Because of a decision last year by the European Court of Justice, Google is removing links upon request from European versions of Google search, provided that certain requirements are met. The decision was based on a 1995 data protection law.

CNIL’s order would require Google to remove links in such cases from versions of the search engine in other countries.

“While the right to be forgotten may now be the law in Europe, it is not the law globally,” says the blog post by Google’s global privacy counsel, Peter Fleischer. “Moreover, there are innumerable examples around the world where content that is declared illegal under the laws of one country, would be deemed legal in others: Thailand criminalizes some speech that is critical of its King, Turkey criminalizes some speech that is critical of Ataturk, and Russia outlaws some speech that is deemed to be ‘gay propaganda.’

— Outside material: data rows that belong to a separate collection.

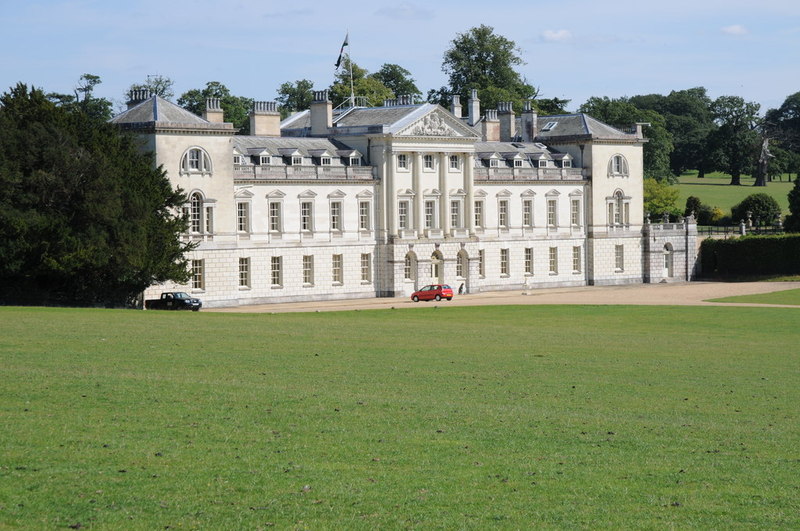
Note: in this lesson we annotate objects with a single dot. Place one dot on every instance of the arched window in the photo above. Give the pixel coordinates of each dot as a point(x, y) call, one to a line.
point(618, 166)
point(196, 160)
point(410, 269)
point(437, 263)
point(462, 264)
point(196, 213)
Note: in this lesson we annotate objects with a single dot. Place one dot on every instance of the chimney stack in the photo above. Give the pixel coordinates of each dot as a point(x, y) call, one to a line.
point(135, 97)
point(213, 111)
point(321, 113)
point(474, 106)
point(491, 126)
point(508, 121)
point(529, 122)
point(265, 120)
point(455, 106)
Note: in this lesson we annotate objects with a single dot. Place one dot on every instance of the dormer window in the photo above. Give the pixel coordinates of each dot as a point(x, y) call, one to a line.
point(196, 160)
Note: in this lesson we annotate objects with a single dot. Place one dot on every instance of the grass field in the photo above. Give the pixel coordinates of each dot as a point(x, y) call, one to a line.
point(468, 418)
point(714, 190)
point(788, 297)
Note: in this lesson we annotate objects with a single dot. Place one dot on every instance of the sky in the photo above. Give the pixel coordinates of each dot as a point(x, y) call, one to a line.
point(572, 49)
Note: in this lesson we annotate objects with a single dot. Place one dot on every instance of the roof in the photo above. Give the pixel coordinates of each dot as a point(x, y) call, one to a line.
point(156, 112)
point(579, 126)
point(306, 146)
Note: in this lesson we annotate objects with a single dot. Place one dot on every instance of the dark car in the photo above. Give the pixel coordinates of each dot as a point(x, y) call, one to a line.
point(433, 292)
point(174, 300)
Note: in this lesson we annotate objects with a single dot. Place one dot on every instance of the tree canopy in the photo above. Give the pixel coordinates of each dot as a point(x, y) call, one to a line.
point(236, 108)
point(364, 86)
point(736, 138)
point(294, 97)
point(85, 217)
point(480, 59)
point(622, 113)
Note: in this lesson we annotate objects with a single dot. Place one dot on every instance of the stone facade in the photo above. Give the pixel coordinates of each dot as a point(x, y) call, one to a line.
point(380, 201)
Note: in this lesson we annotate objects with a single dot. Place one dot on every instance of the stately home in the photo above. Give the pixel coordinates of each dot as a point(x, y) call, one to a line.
point(376, 202)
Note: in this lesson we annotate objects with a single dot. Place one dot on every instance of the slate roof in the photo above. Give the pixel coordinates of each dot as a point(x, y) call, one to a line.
point(304, 145)
point(156, 112)
point(579, 126)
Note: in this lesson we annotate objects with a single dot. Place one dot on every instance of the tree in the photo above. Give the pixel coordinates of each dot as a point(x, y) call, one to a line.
point(84, 100)
point(688, 118)
point(364, 86)
point(784, 123)
point(793, 219)
point(761, 207)
point(660, 198)
point(398, 80)
point(480, 59)
point(622, 114)
point(294, 97)
point(155, 85)
point(235, 108)
point(736, 138)
point(85, 217)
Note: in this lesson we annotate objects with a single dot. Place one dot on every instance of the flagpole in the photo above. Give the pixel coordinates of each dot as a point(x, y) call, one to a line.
point(352, 94)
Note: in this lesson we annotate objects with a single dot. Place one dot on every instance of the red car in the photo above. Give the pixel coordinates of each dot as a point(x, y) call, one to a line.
point(435, 292)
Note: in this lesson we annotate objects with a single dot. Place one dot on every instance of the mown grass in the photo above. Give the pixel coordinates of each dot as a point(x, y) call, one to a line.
point(789, 297)
point(714, 190)
point(468, 418)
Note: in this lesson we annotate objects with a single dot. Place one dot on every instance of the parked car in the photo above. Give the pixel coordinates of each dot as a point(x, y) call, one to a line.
point(432, 292)
point(174, 300)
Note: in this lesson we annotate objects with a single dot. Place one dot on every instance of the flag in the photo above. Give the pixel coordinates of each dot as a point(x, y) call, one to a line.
point(341, 52)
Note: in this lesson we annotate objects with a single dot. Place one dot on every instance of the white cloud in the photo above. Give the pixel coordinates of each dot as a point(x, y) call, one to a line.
point(556, 35)
point(405, 11)
point(736, 29)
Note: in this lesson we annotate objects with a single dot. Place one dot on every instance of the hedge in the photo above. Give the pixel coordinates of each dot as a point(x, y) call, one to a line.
point(751, 255)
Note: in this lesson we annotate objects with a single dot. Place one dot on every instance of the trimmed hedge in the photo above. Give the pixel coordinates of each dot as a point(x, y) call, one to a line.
point(751, 255)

“If the CNIL’s proposed approach were to be embraced as the standard for Internet regulation, we would find ourselves in a race to the bottom. In the end, the Internet would only be as free as the world’s least free place.”

CNIL counters that there is no effectiveness to the right to be forgotten if it is applied only in Europe.

Google has asked CNIL to withdraw its order. If the agency denies the request, it could begin sanctions proceedings that could lead to an initial fine of up to $165,000, the Wall Street Journal says.